121 F.2d 959, 1941 U.S. App. LEXIS 3367
CourtCourt of Appeals for the Ninth Circuit
DecidedJuly 18, 1941
StatusPublished
Cited by2 cases

This text of 121 F.2d 959 (Verheul v. Johnston) is published on Counsel Stack Legal Research, covering Court of Appeals for the Ninth Circuit primary law. Counsel Stack provides free access to over 12 million legal documents including statutes, case law, regulations, and constitutions.

Bluebook
Verheul v. Johnston, 121 F.2d 959, 1941 U.S. App. LEXIS 3367 (9th Cir. 1941).

Opinion

WILBUR, Circuit Judge.

The petitioner seeks to prosecute his appeal in forma pauperis from an order denying his application for a writ of habeas corpus. The trial court denied an application to so proceed on appeal on the ground that the application is without merit. He renews the application in this court. We agree with the trial court that the application is without merit for the reasons we now state.

Petitioner appealed to this court in an habeas corpus matter in 1938. The order of the trial court denying release was affirmed November 7, 1938, by this court. Verheul v. Johnston, 9 Cir., 99 F.2d 757. It appears petitioner was complaining that he had been sentenced for twenty-five years on a criminal charge where the maximum penalty provided by law for the offense charged is twenty years. We affirmed the denial of release on the ground that the question he sought to present could not be raised by a petition for a writ of habeas corpus until the expiration of the twenty-year period. He subsequently applied to the United States District Court of South Dakota which imposed the sentence of twenty-five years asking for a reduction of the sentence from twenty-five to twenty years.

At his request an attorney was appointed by the Court to represent the applicant for the reduction and a stipulation was entered into between the United States attorney and the attorney so appointed to modify the judgment by remitting five years, thus making the sentence twenty years instead of twenty-five. The Court, in pursuance of the stipulation and on motion of the petitioner, made the order.

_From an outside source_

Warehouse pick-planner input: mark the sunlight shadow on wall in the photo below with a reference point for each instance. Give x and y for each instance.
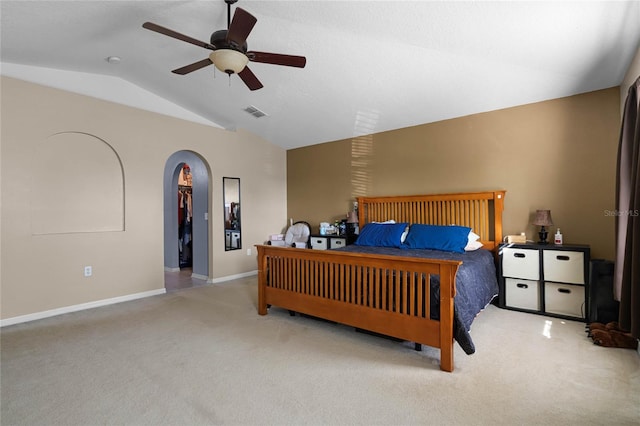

The petitioner now applies to the United States District Court for the Northern District of California, Southern Division, for release on habeas corpus upon the ground that the sentence of twenty years imposed at his instance was invalid because although represented by counsel the petitioner was not present in person at the time the order was made. The court denied the application for the writ upon the ground that either the sentence for twenty-five years originally imposed, or twenty years, was valid and that in either case he could not be released on habeas corpus until the period of twenty years had elapsed. In our previous holding we decided the sentence already imposed for twenty-five years was good for twenty years in any event. That being true the applicant cannot now be released. The modification of the sentence was made at petitioner’s request and for his benefit. He cannot complain that he was not present when his request was granted. In fact, the order made no change in the effective sentence unless the original sentence was valid for th'e term of twenty-five years.

The application to this court to proceed on appeal without paying costs is denied.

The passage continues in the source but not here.